Spectacle écrit et mis en scène par Serge Bourhis, avec, en alternance, Serge Bourhis, Guillaume Dollinger, Héloïse Lacroix, Alberto Lombardo, Julie Macqueron, Vincent Remoissenet et Caroline Hartpence.
Serge Bourhis avait fait mouche avec un "Racine par la racine" à la fois ambitieux et sans prétention ostentatoire, conçu comme une épatante et fantaisiste invitation au voyage en Racinie.
Toujours aux manettes pour l'écriture et la mise en scène, il récidive avec "Molieratus" qui propose un florilège de scènes empruntées aux opus majeurs moliéresques et dispensées selon un argument astucieux dans une partition fictionnelle qui emprunte au biopic et, de surcroît, satisfait à la dramaturgie de l'époque avec le respect de la règle des trois unités.
Elle est calquée sur le déroulement de ce que pouvait être une journée ordinaire de l'homme, du chef de troupe et du comédien - clin d'oeil à une situation intemporelle que connaît in vivo Serge Bourhis - émaillée des petits événements d'un quotidien récurrent qui entrent en résonance avec les intrigues théâtralisées.
Mais, cette journée ne se présente pas vraiment comme les autres. Dans sa loge, se préparant à ce qui sera sa dernière représentation du "Malade imaginaire", Molière cauchemardant est assailli par un grotesque ballet de masques qui annoncent la camarde.
Car contrairement à son personnage, Molière est gravement malade et, évoquant "l'heure du souper" qui scelle le destin de Dom Juan, a la pré-science de sa fin imminente. Comme il sait que c'est sa bien-aimée Madeleine, avec la beauté voilée et les mots de Elvire, qui viendra le chercher.

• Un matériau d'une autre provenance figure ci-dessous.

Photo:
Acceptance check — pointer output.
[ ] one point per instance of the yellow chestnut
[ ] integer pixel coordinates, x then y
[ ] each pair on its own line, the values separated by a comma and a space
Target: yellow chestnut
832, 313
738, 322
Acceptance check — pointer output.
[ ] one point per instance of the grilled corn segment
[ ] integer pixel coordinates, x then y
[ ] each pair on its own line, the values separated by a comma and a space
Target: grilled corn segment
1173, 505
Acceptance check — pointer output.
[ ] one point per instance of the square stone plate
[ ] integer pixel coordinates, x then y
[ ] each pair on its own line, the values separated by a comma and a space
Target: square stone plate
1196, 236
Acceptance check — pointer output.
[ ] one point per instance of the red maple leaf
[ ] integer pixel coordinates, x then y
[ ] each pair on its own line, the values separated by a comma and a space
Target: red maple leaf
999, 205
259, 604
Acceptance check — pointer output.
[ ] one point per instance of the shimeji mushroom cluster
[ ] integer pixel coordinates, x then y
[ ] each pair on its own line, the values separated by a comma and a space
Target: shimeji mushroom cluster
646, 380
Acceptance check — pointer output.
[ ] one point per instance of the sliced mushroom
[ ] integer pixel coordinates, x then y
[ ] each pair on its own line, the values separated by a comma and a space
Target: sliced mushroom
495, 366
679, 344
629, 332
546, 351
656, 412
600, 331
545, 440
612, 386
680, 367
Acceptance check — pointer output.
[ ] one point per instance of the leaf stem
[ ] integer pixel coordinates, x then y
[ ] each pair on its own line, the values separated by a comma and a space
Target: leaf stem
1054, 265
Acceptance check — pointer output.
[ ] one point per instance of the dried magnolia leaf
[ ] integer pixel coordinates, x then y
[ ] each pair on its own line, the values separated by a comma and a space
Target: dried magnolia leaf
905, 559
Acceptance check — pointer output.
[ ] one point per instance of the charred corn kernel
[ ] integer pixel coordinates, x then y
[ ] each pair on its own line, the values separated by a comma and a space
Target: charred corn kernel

Ainsi il doit affronter, entre autres, les querelles d'ego entre la comédienne aguerrie Catherine de Brie et sa nouvelle et jeune épouse, Melle Molière née Armande Béjart, l'infidélité de cette dernière, les doléances d'un fâcheux créancier et la visite impromptue de Melle de Scudéry qui toutefois ne lui tient pas rigueur d'avoir servi de source d'inspiration pour égratigner les femmes précieuses et savantes.
Serge Bourhis orchestre la partition avec le rythme enlevé qui s'impose et sied à ce bienvenu divertissement au didactisme discret et le tempo est assuré par Alberto Lombardo qui endosse avec aisance toutes les pourpoints et campe un excellent Molière dans toutes ces facettes, de l'homme sensible au cabotin.
La troupe est au diapason avec Julie Macqueron, Guillaume Dollinger, Héloïse Lacroix et Vincent Remoissenet et mention spéciale à ces deux derniers pour leur palette "multirôle", de Dorine à un aussi superbe qu'inattendu Dom Juan au féminin pour l'une et de Monsieur Dimanche à Sganarelle pour l'autre.